Member of the Gargoyle Order, "Won't you take a weapon with our symbol on it? The demons might target you again, and only holy weapons can kill them."
"Don't mind if I do." Adam picks up a couple of heavy looking rods about two feet long.
Member of the Gargoyle Order, "Oh, don't take those. They're blunt and unwieldy and heavy."
Adam looks extremely satisfied as he whips them through the air with an ominous hum. "Thanks, this'll do."

Obviously that's an in-my-own-words recap. I was laughing so hard. It was like the writers opened the book of tropes and said, "Which one should we use here? We need something meaningful and *cough* deep."

Some other guy, "I got it! Let's have him choose the weapons that most resemble him. It'll be like symbolism. Fantasy fans love that stuff."

"Good. Do it. But don't make it too hard for them to figure out. Audiences aren't what they used to me."

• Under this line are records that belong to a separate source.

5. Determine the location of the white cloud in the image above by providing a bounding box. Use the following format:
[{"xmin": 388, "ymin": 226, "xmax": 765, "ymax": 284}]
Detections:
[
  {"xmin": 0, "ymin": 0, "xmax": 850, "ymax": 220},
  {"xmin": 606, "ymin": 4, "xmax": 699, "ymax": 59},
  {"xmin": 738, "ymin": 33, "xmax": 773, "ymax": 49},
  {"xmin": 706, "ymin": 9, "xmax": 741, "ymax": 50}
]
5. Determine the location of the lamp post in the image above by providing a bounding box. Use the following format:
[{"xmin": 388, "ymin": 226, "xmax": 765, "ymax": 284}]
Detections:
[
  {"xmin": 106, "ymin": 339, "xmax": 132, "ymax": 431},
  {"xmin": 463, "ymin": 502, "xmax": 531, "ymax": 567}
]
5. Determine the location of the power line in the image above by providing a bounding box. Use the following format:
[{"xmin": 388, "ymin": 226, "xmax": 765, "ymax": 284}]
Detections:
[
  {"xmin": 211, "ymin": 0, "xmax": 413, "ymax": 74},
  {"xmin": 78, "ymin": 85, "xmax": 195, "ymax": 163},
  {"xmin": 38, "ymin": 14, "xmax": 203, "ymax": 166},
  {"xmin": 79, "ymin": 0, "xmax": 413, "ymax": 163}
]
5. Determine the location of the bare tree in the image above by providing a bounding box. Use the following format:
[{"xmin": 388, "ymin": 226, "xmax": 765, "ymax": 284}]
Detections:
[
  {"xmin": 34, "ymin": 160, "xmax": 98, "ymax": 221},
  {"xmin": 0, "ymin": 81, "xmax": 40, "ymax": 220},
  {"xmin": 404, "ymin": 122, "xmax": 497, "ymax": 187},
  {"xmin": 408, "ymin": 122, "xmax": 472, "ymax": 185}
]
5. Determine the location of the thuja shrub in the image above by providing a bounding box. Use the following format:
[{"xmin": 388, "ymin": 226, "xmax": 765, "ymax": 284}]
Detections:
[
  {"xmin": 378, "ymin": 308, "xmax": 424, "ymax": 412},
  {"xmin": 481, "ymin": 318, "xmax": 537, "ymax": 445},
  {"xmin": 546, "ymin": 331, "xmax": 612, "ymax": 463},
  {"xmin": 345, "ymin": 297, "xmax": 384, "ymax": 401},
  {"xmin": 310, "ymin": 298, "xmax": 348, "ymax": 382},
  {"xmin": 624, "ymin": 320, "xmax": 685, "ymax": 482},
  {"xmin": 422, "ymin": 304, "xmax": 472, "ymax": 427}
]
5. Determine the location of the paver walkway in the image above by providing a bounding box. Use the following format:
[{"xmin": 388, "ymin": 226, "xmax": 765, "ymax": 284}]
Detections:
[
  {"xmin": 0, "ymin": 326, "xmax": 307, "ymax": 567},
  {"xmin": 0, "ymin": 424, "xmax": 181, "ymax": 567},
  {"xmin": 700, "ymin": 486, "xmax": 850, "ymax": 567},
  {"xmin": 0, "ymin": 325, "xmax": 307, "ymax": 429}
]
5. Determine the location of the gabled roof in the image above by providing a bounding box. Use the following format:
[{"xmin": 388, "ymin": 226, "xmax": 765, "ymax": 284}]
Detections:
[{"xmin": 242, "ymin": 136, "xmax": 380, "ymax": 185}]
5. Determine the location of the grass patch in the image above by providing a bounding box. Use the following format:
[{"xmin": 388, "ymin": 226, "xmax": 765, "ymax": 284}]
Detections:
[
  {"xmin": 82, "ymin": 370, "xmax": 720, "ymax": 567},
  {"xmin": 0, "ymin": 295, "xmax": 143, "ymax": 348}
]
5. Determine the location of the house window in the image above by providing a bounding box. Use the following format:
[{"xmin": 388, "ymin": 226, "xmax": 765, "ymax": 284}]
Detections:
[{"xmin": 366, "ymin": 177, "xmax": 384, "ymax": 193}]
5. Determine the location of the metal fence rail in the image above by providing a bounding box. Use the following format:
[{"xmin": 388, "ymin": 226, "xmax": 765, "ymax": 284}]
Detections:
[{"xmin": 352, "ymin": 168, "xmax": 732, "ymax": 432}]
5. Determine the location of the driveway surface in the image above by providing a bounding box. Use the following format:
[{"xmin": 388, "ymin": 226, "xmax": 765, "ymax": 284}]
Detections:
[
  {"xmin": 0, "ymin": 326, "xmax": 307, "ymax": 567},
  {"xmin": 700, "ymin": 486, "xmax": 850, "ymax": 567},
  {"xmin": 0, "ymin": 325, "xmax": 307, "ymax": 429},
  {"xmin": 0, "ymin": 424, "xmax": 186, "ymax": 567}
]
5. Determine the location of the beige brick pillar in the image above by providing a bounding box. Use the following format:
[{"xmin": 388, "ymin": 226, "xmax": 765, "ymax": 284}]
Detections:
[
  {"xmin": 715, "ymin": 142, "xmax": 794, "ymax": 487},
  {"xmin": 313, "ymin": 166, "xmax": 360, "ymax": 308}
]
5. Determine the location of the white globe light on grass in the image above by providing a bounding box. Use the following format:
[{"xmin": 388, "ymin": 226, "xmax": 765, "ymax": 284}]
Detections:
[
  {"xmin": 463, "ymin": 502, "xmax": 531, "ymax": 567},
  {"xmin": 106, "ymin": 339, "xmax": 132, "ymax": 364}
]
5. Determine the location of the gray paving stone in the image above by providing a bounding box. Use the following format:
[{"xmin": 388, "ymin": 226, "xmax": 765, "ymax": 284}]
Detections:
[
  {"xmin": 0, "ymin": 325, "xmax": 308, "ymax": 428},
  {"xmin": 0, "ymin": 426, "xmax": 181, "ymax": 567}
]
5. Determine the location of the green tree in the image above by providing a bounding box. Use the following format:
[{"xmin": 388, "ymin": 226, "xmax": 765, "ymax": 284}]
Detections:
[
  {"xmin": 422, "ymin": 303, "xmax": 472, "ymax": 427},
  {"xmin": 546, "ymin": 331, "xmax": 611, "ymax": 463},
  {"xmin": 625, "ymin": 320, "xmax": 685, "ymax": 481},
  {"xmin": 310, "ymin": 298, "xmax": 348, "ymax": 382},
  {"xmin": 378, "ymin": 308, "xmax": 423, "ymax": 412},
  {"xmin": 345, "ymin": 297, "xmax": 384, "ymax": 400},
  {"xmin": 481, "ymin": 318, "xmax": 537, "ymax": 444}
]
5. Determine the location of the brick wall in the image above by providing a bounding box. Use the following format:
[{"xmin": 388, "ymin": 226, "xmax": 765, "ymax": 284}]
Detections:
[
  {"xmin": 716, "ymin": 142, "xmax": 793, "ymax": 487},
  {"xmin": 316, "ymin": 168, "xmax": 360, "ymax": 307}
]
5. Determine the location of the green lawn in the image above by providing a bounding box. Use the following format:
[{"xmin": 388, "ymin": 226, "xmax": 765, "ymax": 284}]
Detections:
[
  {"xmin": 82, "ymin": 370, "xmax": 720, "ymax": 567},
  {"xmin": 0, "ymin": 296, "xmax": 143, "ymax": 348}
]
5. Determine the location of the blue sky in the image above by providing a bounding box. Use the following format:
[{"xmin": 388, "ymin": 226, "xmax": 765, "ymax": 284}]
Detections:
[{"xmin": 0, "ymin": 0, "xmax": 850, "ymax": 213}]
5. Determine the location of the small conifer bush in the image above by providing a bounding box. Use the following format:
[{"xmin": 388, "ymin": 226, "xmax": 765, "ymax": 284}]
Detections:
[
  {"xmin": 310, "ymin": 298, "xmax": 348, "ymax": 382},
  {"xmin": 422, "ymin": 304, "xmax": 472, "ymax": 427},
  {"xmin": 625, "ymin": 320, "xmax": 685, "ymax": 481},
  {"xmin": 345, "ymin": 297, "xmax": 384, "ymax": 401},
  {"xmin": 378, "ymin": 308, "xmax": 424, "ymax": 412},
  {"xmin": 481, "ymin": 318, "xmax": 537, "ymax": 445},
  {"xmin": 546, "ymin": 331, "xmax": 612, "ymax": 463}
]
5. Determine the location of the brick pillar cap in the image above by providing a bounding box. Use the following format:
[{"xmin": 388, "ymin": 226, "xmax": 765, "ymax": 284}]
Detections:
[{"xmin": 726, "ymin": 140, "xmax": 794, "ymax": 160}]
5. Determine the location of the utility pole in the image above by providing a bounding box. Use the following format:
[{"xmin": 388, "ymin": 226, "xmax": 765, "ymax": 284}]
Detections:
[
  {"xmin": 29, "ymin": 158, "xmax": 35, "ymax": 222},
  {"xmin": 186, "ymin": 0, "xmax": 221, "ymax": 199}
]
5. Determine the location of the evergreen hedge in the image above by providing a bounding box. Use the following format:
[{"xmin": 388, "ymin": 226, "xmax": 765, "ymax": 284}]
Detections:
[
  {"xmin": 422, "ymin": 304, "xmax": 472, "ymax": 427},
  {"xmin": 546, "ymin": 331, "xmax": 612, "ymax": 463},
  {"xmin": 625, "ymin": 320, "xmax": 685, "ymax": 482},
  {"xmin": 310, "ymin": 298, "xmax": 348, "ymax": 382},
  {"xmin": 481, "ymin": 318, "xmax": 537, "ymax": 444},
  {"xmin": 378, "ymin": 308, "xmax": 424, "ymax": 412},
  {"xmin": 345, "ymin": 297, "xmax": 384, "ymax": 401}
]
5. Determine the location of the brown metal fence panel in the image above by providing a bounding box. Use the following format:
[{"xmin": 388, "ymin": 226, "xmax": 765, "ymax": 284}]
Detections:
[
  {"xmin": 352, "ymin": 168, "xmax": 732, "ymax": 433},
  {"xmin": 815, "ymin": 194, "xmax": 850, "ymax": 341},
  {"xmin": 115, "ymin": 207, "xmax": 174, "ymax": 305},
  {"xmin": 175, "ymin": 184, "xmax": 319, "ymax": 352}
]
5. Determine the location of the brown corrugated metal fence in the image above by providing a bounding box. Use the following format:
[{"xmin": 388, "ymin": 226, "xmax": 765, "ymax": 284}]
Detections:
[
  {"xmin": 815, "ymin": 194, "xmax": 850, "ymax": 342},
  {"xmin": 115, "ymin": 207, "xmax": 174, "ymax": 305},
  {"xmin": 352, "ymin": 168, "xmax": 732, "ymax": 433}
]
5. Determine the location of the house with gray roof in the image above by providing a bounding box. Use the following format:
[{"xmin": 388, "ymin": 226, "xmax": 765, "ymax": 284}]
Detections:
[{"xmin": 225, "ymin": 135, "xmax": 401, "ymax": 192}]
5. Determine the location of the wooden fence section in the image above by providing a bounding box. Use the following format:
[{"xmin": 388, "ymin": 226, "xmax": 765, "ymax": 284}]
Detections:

Sadly, they skip the next 200 years and just give us a basic, Adam trudging through the world always being harassed by demons. He likes to kill them. And that's when the writers drop him in some crazy city where the headquarters of the Gargoyle Order is. Still not sure if the humans can see it or not. I somehow missed that tidbit. Adam is hanging around and he takes down a demon. The Gargoyles get all mad that he got a human killed (but not really) so they grab him and drag him in again.

Apparently the Queen knows he's important, but in 200 years she never tracked him. Can't be that hard when you have a bunch of minions that can fly wherever they want. Sheesh. Adam still refuses to join them, and at this point the demons really enter the story. They attack. The Queen is captured and the others are scattered. Including Adam.

The demons want Adam and/or Frankenstein's diary so they can duplicate the process that brought Adam to life, so that all of the demons the Gargoyles have banished to the underworld can be resurrected into bodies that the Demon Prince (king? Lord? Whatever.) has been gathering for a while. Everyone's got to have a hobby, right?

Seriously, the plot had promise, but the stringing of tropes like popcorn on one of those Christmas tree swags killed every bit of it.

So the queen is captured. Adam goes to get her back. She's all helpless and whatever. Stuff happens. She's saved and I think Adam gets caught by the demons. Doesn't matter.

Fast-forward to the end of the film. Adam goes and gets the Gargoyle's all riled up so they follow him to where the Demon Dude has the bodies stashed. At this point, the stupid queen reveals that she transforms into a bad a** Gargoyle that leads her followers into battle.

Why in the he** didn't she transform when her citadel was under attack the first time and kick the demons trash? Hmmm? It's like the writers didn't even bother to read the whole story at once so they could catch obvious (and stupid) errors like that.

There's plenty more.

I finished the movie, and since my expectations were low, I thought, "It could have been worse."

I'm happy to say that it did, indeed, make me feel better about my own writing. I have mean editor friends who catch that dumb stuff for me. I am more and more grateful to them every day.

Did anyone else spot a trope in the film that they'd like to share?